Is it related? Author: Siegfried Sassoon "Carry on this matter" is ironically also a poetry of war, a famous World War I poet and Siegfried Sassoon was created in 1917. In the first reading, the poet seems to be talking to an injured soldier who came back from the trench, but when asking if the person is important, he lacks limbs and sight. His painful treatment This poem is written in a nursery style style with an obvious rhyming pattern and a distinctive rhythm and many of them have the same number of syllables.
My favorite is "Is it related?" By Siegfried Sassoon, it works best for me, because I think ironic and sarcastic tone makes it very painful, but that is true. This is very easy. I think the repetition of the title is very effective. Because it summarizes the whole poem, gives a structure, and intrigues the readers. The end of the First World War destroyed and destroyed the lives of millions of people, but they always remember, like poetry by Wilfred Owen and Siegfried.
We analyze how to enhance the information of the language written language text. In this poem, "Is it important?" And "The survivor" poet Siegfried Sassoon can strengthen the misunderstanding of noncombatants against the reality of war. This is Sassoon using different language skills such as rhetorical question, iteration, and onomatopoeia. Rhetorical questions are used to reinforce the misunderstanding of noncombatants about the reality of war in this poem. Asking Siegfried's lecture "Whether it is important" reflects the fact that noncombatants can not see the real impact of war on soldiers.

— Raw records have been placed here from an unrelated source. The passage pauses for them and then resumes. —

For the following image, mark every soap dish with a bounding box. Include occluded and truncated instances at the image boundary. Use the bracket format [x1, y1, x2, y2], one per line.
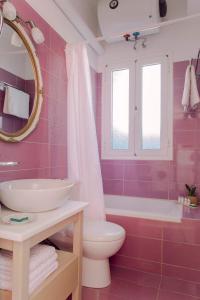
[1, 214, 35, 225]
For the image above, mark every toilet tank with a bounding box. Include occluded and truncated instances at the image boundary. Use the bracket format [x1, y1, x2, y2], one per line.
[98, 0, 160, 42]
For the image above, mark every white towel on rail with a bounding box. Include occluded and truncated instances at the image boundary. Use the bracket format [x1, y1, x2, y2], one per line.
[182, 63, 200, 112]
[3, 86, 30, 119]
[0, 254, 57, 281]
[182, 65, 191, 112]
[0, 261, 58, 294]
[190, 65, 200, 110]
[0, 244, 57, 271]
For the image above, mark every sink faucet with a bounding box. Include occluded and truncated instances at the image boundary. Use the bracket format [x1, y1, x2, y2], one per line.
[0, 161, 19, 167]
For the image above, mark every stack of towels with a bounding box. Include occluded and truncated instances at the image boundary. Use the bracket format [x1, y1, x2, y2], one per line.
[0, 244, 58, 294]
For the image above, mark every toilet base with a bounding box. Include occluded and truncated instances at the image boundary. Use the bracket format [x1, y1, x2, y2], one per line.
[82, 257, 111, 288]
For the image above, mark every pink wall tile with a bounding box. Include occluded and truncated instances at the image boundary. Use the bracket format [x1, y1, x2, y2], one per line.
[162, 264, 200, 283]
[163, 241, 200, 270]
[103, 179, 123, 195]
[96, 61, 200, 199]
[163, 220, 200, 244]
[101, 162, 124, 180]
[106, 215, 163, 239]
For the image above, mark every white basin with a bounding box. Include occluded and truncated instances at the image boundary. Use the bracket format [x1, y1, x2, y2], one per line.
[0, 179, 74, 212]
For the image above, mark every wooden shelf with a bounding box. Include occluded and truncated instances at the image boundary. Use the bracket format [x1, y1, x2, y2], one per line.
[0, 251, 78, 300]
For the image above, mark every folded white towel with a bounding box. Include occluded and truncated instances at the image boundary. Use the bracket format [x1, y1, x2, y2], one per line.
[0, 244, 57, 271]
[3, 86, 30, 119]
[190, 65, 200, 110]
[182, 64, 200, 112]
[0, 253, 58, 281]
[0, 262, 58, 294]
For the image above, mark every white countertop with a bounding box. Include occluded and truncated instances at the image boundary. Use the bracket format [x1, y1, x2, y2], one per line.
[0, 200, 88, 242]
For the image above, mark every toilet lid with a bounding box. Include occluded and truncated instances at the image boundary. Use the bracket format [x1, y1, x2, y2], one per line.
[83, 220, 125, 242]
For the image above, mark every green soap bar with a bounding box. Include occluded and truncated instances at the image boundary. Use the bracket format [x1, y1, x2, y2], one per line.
[10, 217, 28, 223]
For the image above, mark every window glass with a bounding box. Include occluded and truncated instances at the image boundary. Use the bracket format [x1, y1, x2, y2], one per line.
[112, 69, 129, 150]
[142, 64, 161, 150]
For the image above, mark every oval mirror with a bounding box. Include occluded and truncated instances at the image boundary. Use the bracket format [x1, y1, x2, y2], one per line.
[0, 19, 42, 142]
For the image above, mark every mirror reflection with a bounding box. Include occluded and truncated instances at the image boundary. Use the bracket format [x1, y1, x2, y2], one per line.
[0, 23, 35, 133]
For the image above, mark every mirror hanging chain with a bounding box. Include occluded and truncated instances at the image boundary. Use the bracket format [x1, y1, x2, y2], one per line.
[0, 0, 45, 44]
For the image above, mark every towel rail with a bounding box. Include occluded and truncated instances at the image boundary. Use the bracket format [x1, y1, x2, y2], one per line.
[0, 81, 25, 91]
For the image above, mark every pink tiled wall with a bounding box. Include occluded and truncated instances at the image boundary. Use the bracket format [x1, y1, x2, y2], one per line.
[0, 0, 67, 181]
[96, 61, 200, 199]
[107, 215, 200, 283]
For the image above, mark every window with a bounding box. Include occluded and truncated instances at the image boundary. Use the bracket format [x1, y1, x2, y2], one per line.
[102, 56, 172, 159]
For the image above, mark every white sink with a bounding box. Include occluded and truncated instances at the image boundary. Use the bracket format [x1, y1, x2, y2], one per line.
[0, 179, 74, 212]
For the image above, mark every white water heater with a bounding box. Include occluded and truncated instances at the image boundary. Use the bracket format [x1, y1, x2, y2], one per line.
[98, 0, 160, 42]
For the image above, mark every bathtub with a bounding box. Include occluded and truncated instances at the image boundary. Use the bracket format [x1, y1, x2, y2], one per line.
[105, 195, 183, 223]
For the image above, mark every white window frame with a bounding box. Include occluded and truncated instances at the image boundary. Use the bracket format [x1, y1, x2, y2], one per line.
[102, 54, 173, 160]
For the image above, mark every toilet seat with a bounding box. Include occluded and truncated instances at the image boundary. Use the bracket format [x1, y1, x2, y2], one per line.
[83, 220, 125, 242]
[67, 220, 125, 242]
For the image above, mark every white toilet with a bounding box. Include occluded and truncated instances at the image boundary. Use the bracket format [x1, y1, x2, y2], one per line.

This makes the noncombatant's misunderstanding of the reality of war even worse because the soldiers have lost their feet, eyesight, dreams from pits every evening. However, noncombatants can not understand the influence of war victims on their own countries.

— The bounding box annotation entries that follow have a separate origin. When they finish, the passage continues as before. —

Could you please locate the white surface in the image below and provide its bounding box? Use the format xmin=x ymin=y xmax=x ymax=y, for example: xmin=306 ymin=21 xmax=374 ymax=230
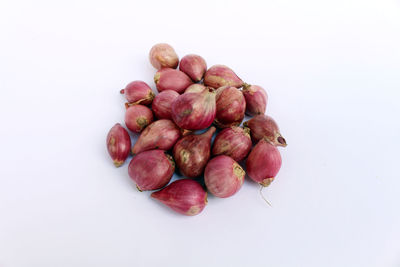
xmin=0 ymin=0 xmax=400 ymax=267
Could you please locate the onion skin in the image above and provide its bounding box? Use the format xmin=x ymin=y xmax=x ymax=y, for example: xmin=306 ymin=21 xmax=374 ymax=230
xmin=125 ymin=105 xmax=153 ymax=133
xmin=242 ymin=84 xmax=268 ymax=116
xmin=120 ymin=81 xmax=154 ymax=105
xmin=179 ymin=54 xmax=207 ymax=82
xmin=106 ymin=123 xmax=131 ymax=167
xmin=132 ymin=119 xmax=181 ymax=155
xmin=154 ymin=68 xmax=193 ymax=94
xmin=172 ymin=127 xmax=215 ymax=178
xmin=185 ymin=83 xmax=207 ymax=94
xmin=212 ymin=126 xmax=252 ymax=161
xmin=204 ymin=65 xmax=243 ymax=88
xmin=172 ymin=88 xmax=216 ymax=130
xmin=149 ymin=43 xmax=179 ymax=70
xmin=243 ymin=114 xmax=287 ymax=147
xmin=128 ymin=149 xmax=175 ymax=191
xmin=215 ymin=86 xmax=246 ymax=128
xmin=151 ymin=179 xmax=207 ymax=216
xmin=151 ymin=90 xmax=179 ymax=120
xmin=246 ymin=139 xmax=282 ymax=187
xmin=204 ymin=155 xmax=246 ymax=198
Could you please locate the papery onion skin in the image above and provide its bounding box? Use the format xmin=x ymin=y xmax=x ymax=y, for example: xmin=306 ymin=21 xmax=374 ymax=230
xmin=120 ymin=81 xmax=154 ymax=105
xmin=172 ymin=127 xmax=215 ymax=178
xmin=215 ymin=86 xmax=246 ymax=128
xmin=246 ymin=139 xmax=282 ymax=187
xmin=125 ymin=105 xmax=153 ymax=133
xmin=149 ymin=43 xmax=179 ymax=70
xmin=151 ymin=90 xmax=179 ymax=120
xmin=128 ymin=149 xmax=175 ymax=191
xmin=242 ymin=84 xmax=268 ymax=116
xmin=154 ymin=68 xmax=193 ymax=94
xmin=172 ymin=88 xmax=216 ymax=130
xmin=185 ymin=83 xmax=207 ymax=94
xmin=179 ymin=54 xmax=207 ymax=82
xmin=204 ymin=65 xmax=243 ymax=88
xmin=132 ymin=119 xmax=181 ymax=154
xmin=204 ymin=155 xmax=246 ymax=198
xmin=212 ymin=126 xmax=252 ymax=161
xmin=151 ymin=179 xmax=207 ymax=216
xmin=106 ymin=123 xmax=132 ymax=167
xmin=243 ymin=114 xmax=287 ymax=147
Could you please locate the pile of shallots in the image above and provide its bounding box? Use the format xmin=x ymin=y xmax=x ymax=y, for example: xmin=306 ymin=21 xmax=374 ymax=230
xmin=107 ymin=44 xmax=286 ymax=215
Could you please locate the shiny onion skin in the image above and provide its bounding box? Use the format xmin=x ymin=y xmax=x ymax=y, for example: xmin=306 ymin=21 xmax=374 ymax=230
xmin=151 ymin=90 xmax=179 ymax=120
xmin=179 ymin=54 xmax=207 ymax=82
xmin=242 ymin=84 xmax=268 ymax=116
xmin=204 ymin=155 xmax=246 ymax=198
xmin=125 ymin=105 xmax=153 ymax=133
xmin=128 ymin=149 xmax=175 ymax=191
xmin=149 ymin=43 xmax=179 ymax=70
xmin=185 ymin=83 xmax=207 ymax=93
xmin=212 ymin=126 xmax=252 ymax=161
xmin=204 ymin=65 xmax=243 ymax=88
xmin=120 ymin=81 xmax=154 ymax=105
xmin=151 ymin=179 xmax=207 ymax=216
xmin=246 ymin=139 xmax=282 ymax=187
xmin=243 ymin=115 xmax=287 ymax=147
xmin=132 ymin=119 xmax=181 ymax=154
xmin=154 ymin=68 xmax=193 ymax=94
xmin=214 ymin=86 xmax=246 ymax=128
xmin=106 ymin=123 xmax=131 ymax=167
xmin=172 ymin=127 xmax=215 ymax=178
xmin=172 ymin=88 xmax=216 ymax=130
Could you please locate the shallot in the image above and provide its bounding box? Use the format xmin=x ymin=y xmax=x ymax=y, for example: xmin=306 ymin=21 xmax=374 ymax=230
xmin=243 ymin=114 xmax=287 ymax=147
xmin=154 ymin=68 xmax=193 ymax=94
xmin=246 ymin=139 xmax=282 ymax=187
xmin=132 ymin=119 xmax=181 ymax=154
xmin=149 ymin=43 xmax=179 ymax=70
xmin=106 ymin=123 xmax=131 ymax=167
xmin=172 ymin=88 xmax=216 ymax=130
xmin=125 ymin=105 xmax=153 ymax=133
xmin=173 ymin=127 xmax=215 ymax=178
xmin=120 ymin=81 xmax=154 ymax=105
xmin=151 ymin=90 xmax=179 ymax=120
xmin=212 ymin=126 xmax=252 ymax=161
xmin=204 ymin=155 xmax=245 ymax=198
xmin=215 ymin=86 xmax=246 ymax=128
xmin=204 ymin=65 xmax=243 ymax=88
xmin=179 ymin=54 xmax=207 ymax=82
xmin=128 ymin=149 xmax=175 ymax=191
xmin=151 ymin=179 xmax=207 ymax=216
xmin=242 ymin=84 xmax=268 ymax=116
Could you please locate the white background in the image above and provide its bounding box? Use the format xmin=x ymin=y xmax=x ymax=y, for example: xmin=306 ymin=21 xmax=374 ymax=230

The first man of the three great war poet was Siegfried Sassoon. Sassoon was born on September 8, 1886 at Weirleigh in Kent State, England. Siegfried Lorraine Sassoon is the second son of Alfred and Teresa Sassoon. At the age of 5, Sassoon began to struggle when parents broke up. Sassoon went to the university of Marlborough College for a year and then moved to Cambridge's Clare College. In Cambridge, Sassoon is studying law and history, but he has not learned EA.